Pokazywanie postów oznaczonych etykietą TORTY MUSOWE MUSY. Pokaż wszystkie posty
Pokazywanie postów oznaczonych etykietą TORTY MUSOWE MUSY. Pokaż wszystkie posty

19 stycznia 2021

Tort musowy - z białej czekolady, z mango i maliną na migdałowym blacie



Tort musowy na migdałowym biszkopcie - rewelacja. Doskonale nadaje się na monoporcje i inne deserki np. w szklankach. Każdy element można wykorzystać do tworzenia małych porcji.  Niech będzie dla Was inspiracją do tworzenia innych słodkości.

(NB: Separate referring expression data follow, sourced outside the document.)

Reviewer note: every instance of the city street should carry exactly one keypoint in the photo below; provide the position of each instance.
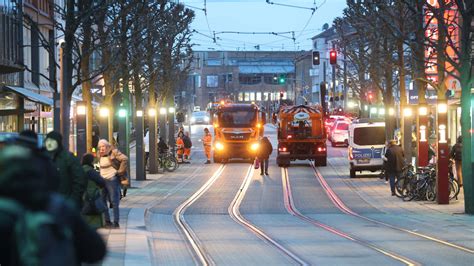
(228, 214)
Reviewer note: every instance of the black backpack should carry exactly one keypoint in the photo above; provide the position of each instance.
(42, 237)
(187, 142)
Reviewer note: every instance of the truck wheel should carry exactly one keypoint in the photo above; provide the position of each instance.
(352, 173)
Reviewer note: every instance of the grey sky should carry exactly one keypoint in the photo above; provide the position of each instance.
(258, 16)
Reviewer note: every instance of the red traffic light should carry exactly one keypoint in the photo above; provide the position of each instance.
(333, 57)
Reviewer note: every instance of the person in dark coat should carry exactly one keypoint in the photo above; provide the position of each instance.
(95, 182)
(395, 162)
(263, 154)
(456, 155)
(23, 182)
(72, 181)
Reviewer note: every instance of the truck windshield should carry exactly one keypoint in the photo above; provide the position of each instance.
(238, 118)
(369, 136)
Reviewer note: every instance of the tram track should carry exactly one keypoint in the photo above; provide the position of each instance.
(200, 255)
(291, 208)
(235, 214)
(345, 209)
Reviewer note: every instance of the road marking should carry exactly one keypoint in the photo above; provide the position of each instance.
(343, 207)
(234, 212)
(201, 256)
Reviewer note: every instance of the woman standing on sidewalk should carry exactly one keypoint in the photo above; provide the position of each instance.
(113, 164)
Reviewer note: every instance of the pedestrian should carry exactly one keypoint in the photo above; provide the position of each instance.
(395, 163)
(263, 154)
(95, 183)
(38, 226)
(180, 146)
(72, 180)
(113, 166)
(187, 146)
(456, 155)
(207, 142)
(146, 144)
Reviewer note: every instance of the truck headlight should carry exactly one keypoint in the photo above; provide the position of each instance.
(254, 146)
(219, 146)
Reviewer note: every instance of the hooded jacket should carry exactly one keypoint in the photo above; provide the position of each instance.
(72, 179)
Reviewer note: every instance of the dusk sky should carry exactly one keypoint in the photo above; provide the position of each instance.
(260, 17)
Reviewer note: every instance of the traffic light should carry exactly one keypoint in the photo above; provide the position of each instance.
(370, 97)
(333, 57)
(316, 60)
(282, 79)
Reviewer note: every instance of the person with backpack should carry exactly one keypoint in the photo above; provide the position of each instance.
(113, 166)
(263, 154)
(92, 213)
(456, 155)
(37, 225)
(72, 181)
(187, 145)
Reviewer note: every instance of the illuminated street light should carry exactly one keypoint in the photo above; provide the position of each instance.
(122, 113)
(391, 111)
(442, 108)
(104, 112)
(407, 112)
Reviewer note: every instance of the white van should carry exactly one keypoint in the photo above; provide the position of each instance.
(366, 142)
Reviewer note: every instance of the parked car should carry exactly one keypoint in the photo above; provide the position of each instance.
(340, 133)
(200, 117)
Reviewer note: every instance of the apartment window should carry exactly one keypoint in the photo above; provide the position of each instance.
(212, 81)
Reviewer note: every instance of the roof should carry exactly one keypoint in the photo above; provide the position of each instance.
(31, 96)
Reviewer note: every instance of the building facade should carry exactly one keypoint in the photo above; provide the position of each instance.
(262, 77)
(25, 89)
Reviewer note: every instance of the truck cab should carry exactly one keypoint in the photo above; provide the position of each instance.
(366, 142)
(237, 130)
(301, 135)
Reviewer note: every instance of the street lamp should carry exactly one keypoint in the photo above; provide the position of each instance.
(104, 122)
(443, 154)
(81, 120)
(423, 145)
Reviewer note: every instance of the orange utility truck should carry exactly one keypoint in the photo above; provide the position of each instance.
(237, 129)
(301, 135)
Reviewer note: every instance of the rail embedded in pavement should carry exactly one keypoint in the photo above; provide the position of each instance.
(345, 209)
(237, 216)
(291, 208)
(200, 255)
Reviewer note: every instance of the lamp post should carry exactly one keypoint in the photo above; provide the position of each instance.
(81, 120)
(423, 145)
(152, 157)
(442, 181)
(139, 149)
(104, 122)
(171, 140)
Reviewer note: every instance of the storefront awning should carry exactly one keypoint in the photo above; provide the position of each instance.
(31, 96)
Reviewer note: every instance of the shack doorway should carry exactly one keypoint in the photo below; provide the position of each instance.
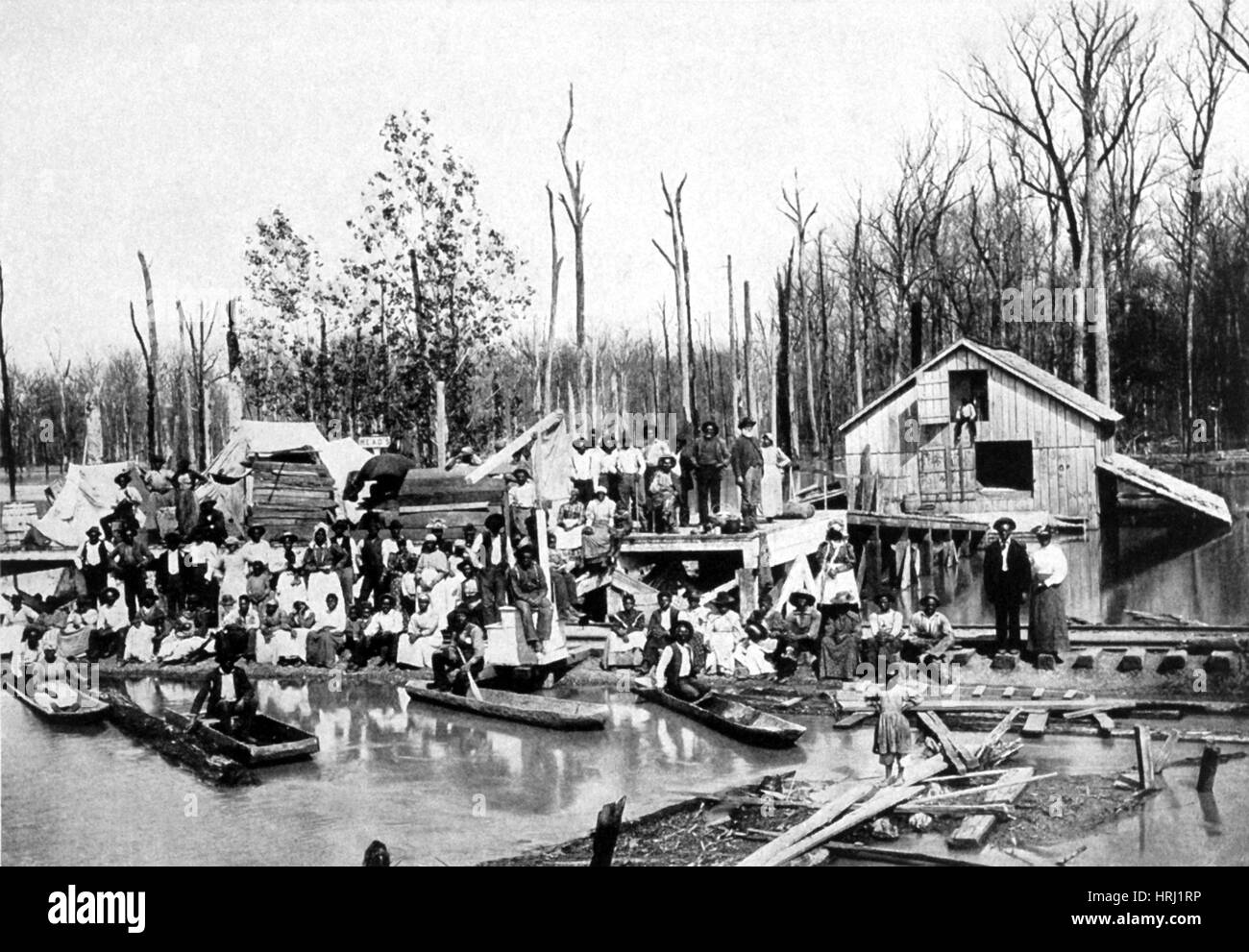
(1004, 464)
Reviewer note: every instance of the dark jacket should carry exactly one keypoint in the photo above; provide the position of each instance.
(211, 689)
(1012, 585)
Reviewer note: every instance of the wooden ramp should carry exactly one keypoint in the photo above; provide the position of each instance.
(1162, 483)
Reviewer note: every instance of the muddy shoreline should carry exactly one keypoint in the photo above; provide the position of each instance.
(723, 828)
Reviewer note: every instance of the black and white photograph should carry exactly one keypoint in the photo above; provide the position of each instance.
(565, 433)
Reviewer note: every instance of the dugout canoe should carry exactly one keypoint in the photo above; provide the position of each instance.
(269, 741)
(733, 719)
(90, 710)
(535, 710)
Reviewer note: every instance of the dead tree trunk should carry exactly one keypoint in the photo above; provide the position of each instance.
(11, 460)
(153, 358)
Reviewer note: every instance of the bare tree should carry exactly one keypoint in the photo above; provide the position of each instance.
(577, 210)
(1232, 37)
(1204, 78)
(800, 220)
(678, 261)
(150, 358)
(11, 458)
(556, 264)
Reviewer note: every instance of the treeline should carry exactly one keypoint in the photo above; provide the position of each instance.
(1081, 161)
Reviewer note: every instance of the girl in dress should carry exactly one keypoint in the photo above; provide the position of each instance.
(892, 727)
(771, 494)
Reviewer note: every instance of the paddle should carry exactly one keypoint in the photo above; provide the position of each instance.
(473, 685)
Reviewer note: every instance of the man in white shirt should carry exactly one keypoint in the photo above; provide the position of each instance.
(674, 670)
(585, 470)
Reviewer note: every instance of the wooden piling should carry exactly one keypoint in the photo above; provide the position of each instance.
(1144, 756)
(1210, 768)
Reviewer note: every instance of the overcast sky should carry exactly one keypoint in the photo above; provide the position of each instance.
(171, 128)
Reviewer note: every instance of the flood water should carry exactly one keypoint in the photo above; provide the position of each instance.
(454, 789)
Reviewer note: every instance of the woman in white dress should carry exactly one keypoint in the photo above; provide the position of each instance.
(232, 574)
(771, 494)
(416, 647)
(291, 587)
(836, 557)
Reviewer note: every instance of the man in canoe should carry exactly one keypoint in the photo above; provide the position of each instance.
(229, 695)
(465, 652)
(675, 669)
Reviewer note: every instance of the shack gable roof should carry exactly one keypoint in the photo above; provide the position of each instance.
(1010, 362)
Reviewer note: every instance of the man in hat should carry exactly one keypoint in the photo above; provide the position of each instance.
(528, 591)
(931, 632)
(92, 562)
(130, 558)
(174, 574)
(111, 624)
(799, 637)
(628, 630)
(523, 501)
(492, 557)
(747, 461)
(211, 523)
(229, 695)
(675, 670)
(723, 635)
(381, 634)
(1007, 574)
(373, 564)
(1047, 622)
(346, 558)
(885, 630)
(710, 456)
(663, 490)
(465, 652)
(585, 470)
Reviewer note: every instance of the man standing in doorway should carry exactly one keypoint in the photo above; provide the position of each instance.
(1007, 574)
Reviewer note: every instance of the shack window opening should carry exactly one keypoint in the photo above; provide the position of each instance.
(973, 383)
(1004, 465)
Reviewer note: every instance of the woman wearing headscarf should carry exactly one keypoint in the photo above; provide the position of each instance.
(771, 493)
(424, 636)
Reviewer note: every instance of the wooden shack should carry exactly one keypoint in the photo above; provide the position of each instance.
(1041, 445)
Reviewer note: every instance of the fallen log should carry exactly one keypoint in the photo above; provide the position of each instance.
(173, 744)
(878, 803)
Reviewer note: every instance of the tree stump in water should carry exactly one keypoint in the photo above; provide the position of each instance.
(606, 832)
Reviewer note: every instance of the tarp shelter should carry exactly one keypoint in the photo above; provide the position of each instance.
(282, 475)
(86, 495)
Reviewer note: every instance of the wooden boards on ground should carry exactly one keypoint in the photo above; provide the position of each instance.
(973, 830)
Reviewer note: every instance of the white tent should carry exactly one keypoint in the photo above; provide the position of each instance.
(263, 437)
(87, 495)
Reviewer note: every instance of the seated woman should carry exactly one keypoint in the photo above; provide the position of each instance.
(328, 635)
(186, 637)
(292, 640)
(146, 631)
(840, 644)
(424, 636)
(274, 624)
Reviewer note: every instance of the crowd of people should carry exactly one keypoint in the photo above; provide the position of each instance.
(349, 598)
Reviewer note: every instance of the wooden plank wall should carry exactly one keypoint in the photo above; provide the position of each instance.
(1065, 444)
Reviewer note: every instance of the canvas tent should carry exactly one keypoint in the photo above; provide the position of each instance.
(283, 475)
(87, 494)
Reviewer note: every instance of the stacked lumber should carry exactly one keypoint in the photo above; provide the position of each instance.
(288, 496)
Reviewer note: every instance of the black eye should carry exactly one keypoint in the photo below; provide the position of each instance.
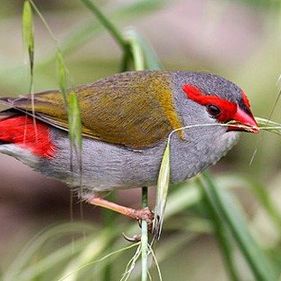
(213, 110)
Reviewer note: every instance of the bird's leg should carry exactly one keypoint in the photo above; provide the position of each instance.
(137, 214)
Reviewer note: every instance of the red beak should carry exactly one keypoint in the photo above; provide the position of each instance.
(247, 120)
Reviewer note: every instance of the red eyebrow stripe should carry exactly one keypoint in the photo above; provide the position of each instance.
(228, 109)
(245, 99)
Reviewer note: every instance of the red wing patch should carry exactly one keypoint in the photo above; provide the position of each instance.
(28, 133)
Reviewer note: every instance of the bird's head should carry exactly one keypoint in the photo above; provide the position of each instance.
(222, 100)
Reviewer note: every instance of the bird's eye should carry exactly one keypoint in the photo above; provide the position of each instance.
(213, 110)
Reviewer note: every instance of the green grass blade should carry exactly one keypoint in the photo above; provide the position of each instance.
(62, 74)
(162, 192)
(257, 261)
(116, 34)
(28, 33)
(137, 52)
(222, 235)
(74, 120)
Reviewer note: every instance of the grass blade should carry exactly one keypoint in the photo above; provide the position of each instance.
(162, 192)
(74, 120)
(107, 24)
(222, 235)
(28, 33)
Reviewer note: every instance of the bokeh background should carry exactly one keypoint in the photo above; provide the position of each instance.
(239, 40)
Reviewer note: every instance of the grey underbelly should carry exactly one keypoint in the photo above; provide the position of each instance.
(106, 167)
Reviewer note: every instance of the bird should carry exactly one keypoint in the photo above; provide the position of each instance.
(126, 121)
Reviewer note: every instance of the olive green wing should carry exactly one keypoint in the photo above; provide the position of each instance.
(134, 109)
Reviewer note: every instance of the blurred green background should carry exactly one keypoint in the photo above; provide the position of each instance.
(239, 40)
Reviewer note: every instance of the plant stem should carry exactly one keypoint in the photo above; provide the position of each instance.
(144, 237)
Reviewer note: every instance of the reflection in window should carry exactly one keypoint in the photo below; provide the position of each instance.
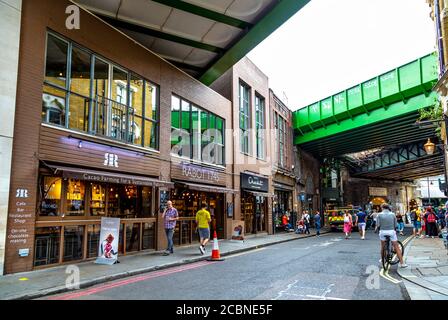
(125, 108)
(80, 90)
(75, 198)
(97, 200)
(51, 189)
(73, 243)
(46, 250)
(56, 62)
(53, 106)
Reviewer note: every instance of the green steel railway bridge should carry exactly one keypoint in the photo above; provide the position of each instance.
(378, 119)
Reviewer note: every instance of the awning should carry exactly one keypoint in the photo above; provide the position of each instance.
(206, 188)
(260, 194)
(110, 177)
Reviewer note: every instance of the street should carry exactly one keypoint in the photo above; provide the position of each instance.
(324, 268)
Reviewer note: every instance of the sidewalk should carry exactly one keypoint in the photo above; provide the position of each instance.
(44, 282)
(426, 278)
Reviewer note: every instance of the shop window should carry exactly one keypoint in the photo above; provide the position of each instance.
(244, 112)
(119, 109)
(101, 87)
(97, 199)
(260, 126)
(51, 190)
(93, 240)
(56, 62)
(47, 242)
(146, 207)
(195, 133)
(132, 237)
(53, 105)
(75, 198)
(149, 236)
(73, 243)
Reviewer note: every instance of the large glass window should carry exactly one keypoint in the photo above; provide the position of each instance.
(75, 198)
(111, 102)
(195, 133)
(260, 126)
(244, 98)
(51, 191)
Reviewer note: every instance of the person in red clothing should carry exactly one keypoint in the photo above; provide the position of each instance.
(431, 223)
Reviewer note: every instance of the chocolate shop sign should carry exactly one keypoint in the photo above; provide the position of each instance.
(251, 182)
(198, 173)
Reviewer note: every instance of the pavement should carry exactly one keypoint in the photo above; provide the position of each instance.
(426, 278)
(40, 283)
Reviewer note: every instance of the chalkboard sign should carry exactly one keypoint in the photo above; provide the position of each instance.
(164, 197)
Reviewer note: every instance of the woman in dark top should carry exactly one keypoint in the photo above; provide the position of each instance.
(431, 223)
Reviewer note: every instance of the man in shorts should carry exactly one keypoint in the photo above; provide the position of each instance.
(361, 217)
(203, 222)
(387, 223)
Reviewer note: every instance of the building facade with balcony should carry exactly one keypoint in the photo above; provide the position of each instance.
(247, 87)
(105, 128)
(284, 180)
(439, 14)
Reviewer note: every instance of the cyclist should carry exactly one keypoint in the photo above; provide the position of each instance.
(387, 223)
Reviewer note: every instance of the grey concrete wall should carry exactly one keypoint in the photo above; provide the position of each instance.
(10, 17)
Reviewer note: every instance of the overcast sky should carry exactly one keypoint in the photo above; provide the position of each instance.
(331, 45)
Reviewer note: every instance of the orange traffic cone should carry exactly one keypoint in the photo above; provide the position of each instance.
(216, 256)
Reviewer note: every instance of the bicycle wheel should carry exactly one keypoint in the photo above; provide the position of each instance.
(384, 256)
(394, 258)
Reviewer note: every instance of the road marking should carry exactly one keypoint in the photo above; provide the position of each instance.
(125, 282)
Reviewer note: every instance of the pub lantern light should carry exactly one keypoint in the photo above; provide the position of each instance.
(429, 147)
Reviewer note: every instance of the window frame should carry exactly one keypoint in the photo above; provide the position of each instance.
(245, 139)
(93, 95)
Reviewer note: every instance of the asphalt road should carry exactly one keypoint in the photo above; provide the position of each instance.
(324, 268)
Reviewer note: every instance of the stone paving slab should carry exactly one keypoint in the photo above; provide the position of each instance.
(49, 281)
(429, 271)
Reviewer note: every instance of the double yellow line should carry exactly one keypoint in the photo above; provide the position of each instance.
(385, 273)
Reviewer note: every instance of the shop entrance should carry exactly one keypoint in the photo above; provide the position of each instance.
(254, 213)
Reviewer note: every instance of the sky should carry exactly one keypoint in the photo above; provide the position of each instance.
(332, 45)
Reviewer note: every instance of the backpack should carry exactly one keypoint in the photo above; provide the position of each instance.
(431, 218)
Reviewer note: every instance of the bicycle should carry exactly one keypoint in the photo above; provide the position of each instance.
(389, 255)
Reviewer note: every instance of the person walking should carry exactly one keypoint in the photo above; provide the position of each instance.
(306, 219)
(361, 217)
(400, 222)
(374, 217)
(170, 217)
(431, 223)
(317, 222)
(386, 224)
(203, 222)
(415, 219)
(348, 223)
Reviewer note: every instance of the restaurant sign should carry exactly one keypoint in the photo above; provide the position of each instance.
(198, 173)
(252, 182)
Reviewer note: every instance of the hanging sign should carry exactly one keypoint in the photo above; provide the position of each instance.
(109, 237)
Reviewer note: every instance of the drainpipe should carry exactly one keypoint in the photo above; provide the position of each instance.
(439, 37)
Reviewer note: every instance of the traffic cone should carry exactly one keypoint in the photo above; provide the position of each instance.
(216, 256)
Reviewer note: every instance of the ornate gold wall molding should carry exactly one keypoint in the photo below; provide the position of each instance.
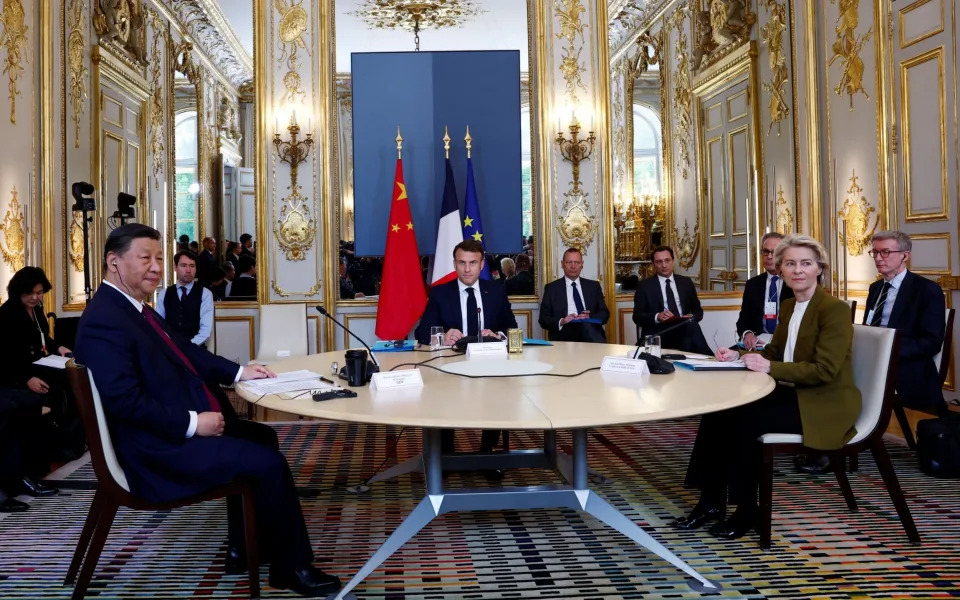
(847, 47)
(688, 244)
(13, 37)
(76, 51)
(14, 233)
(772, 35)
(682, 94)
(856, 213)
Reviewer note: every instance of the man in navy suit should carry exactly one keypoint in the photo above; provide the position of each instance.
(465, 307)
(914, 305)
(570, 299)
(173, 435)
(662, 300)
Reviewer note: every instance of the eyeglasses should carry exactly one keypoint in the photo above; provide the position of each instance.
(882, 253)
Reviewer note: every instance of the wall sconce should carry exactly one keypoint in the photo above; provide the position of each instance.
(575, 150)
(293, 152)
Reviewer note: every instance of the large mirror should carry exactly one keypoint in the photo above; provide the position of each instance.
(365, 26)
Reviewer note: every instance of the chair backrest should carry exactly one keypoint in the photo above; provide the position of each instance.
(104, 458)
(942, 358)
(874, 373)
(283, 331)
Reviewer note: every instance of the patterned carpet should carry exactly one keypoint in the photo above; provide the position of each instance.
(820, 549)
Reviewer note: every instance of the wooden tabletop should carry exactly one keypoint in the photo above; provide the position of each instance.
(592, 399)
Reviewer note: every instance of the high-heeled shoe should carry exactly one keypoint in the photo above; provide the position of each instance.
(740, 523)
(701, 513)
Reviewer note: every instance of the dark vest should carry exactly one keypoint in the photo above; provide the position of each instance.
(183, 316)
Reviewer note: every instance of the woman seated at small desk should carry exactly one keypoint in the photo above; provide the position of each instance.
(810, 357)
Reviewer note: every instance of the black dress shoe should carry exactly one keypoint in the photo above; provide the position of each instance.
(738, 525)
(812, 464)
(701, 514)
(310, 582)
(8, 504)
(37, 489)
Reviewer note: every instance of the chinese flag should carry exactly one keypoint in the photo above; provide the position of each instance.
(402, 293)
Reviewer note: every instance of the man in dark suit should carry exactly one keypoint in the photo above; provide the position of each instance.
(570, 299)
(173, 435)
(914, 305)
(466, 307)
(662, 300)
(762, 296)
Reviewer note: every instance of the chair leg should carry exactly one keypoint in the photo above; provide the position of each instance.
(893, 487)
(107, 515)
(250, 538)
(89, 526)
(838, 464)
(765, 520)
(905, 427)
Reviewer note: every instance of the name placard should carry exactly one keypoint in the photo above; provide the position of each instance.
(616, 364)
(397, 379)
(487, 350)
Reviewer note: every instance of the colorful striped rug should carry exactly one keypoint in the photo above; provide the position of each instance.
(820, 549)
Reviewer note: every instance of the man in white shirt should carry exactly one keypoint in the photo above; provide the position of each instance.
(187, 307)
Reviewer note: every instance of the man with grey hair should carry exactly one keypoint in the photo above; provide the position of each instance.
(915, 306)
(762, 297)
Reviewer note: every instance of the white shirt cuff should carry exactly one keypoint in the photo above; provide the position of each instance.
(192, 429)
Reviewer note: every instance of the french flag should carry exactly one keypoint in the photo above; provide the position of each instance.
(449, 233)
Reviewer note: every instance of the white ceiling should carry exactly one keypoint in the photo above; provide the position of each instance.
(502, 27)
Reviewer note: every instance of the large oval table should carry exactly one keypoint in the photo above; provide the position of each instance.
(544, 402)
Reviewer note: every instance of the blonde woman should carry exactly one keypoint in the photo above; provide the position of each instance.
(810, 357)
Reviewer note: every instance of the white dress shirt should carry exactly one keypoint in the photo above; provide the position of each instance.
(192, 427)
(663, 294)
(206, 310)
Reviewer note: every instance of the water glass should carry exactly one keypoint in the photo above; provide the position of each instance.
(436, 337)
(652, 345)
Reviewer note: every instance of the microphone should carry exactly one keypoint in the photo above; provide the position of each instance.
(376, 363)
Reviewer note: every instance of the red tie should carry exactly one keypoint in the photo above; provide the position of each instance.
(148, 315)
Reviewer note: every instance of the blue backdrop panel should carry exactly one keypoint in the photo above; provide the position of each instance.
(422, 92)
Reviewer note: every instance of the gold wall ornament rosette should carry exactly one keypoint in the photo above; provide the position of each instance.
(13, 37)
(856, 213)
(688, 245)
(14, 234)
(772, 34)
(76, 48)
(847, 47)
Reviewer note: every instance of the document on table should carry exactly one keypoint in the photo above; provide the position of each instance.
(54, 360)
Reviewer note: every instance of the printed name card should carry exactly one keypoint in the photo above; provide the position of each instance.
(616, 364)
(397, 379)
(487, 350)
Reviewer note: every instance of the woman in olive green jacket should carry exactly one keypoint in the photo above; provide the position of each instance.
(810, 357)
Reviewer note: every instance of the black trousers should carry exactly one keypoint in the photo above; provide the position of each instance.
(727, 456)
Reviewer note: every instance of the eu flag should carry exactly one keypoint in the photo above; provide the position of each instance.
(472, 228)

 Mnie zainspirował Krzysztof Ilnicki - juror w programie "Bake of - Ale ciacho"  Robiłam z tego przepisu już wiele razy - zmieniałam proporcje, przełożenia. Ten zrobiłam jako wzorcowy, prawie identyczny jak w programie. Dodałam od siebie tylko żelkę malinową, polewę lustrzaną z innego przepisu i musu zrobiłam z 1 i 1/2 porcji a reszta bez zasadniczych zmian. Dodam, że jeśli chodzi o torty musowe - to charakteryzują się tym, że powinny być niskie - są specjalne do tego formy. Ale ja nie prowadzę cukierni i robię w tym co mam (choć wydaje mi się, że jak na potrzeby domowe - to i tak mam za dużo😉)

Tort opiera się na blacie migdałowym -  białe jest to mus z białej czekolady z dużą ilością soku z limonki i cytryny, w którym zatopione są: mus z mango, drugi blat migdałowy i żelka malinowa. Wszystkie krążki w środku musu muszą być przymrożone, wtedy są sztywne - nie tracą kształtu i powodują, że mus szybko tężeje. Sok z limonek i cytryn skutecznie gasi smak słodkiej, białej czekolady - dając wrażenie kremowego  musu śmietankowego. Biała czekolada nadaje mu tylko doskonałej konsystencji.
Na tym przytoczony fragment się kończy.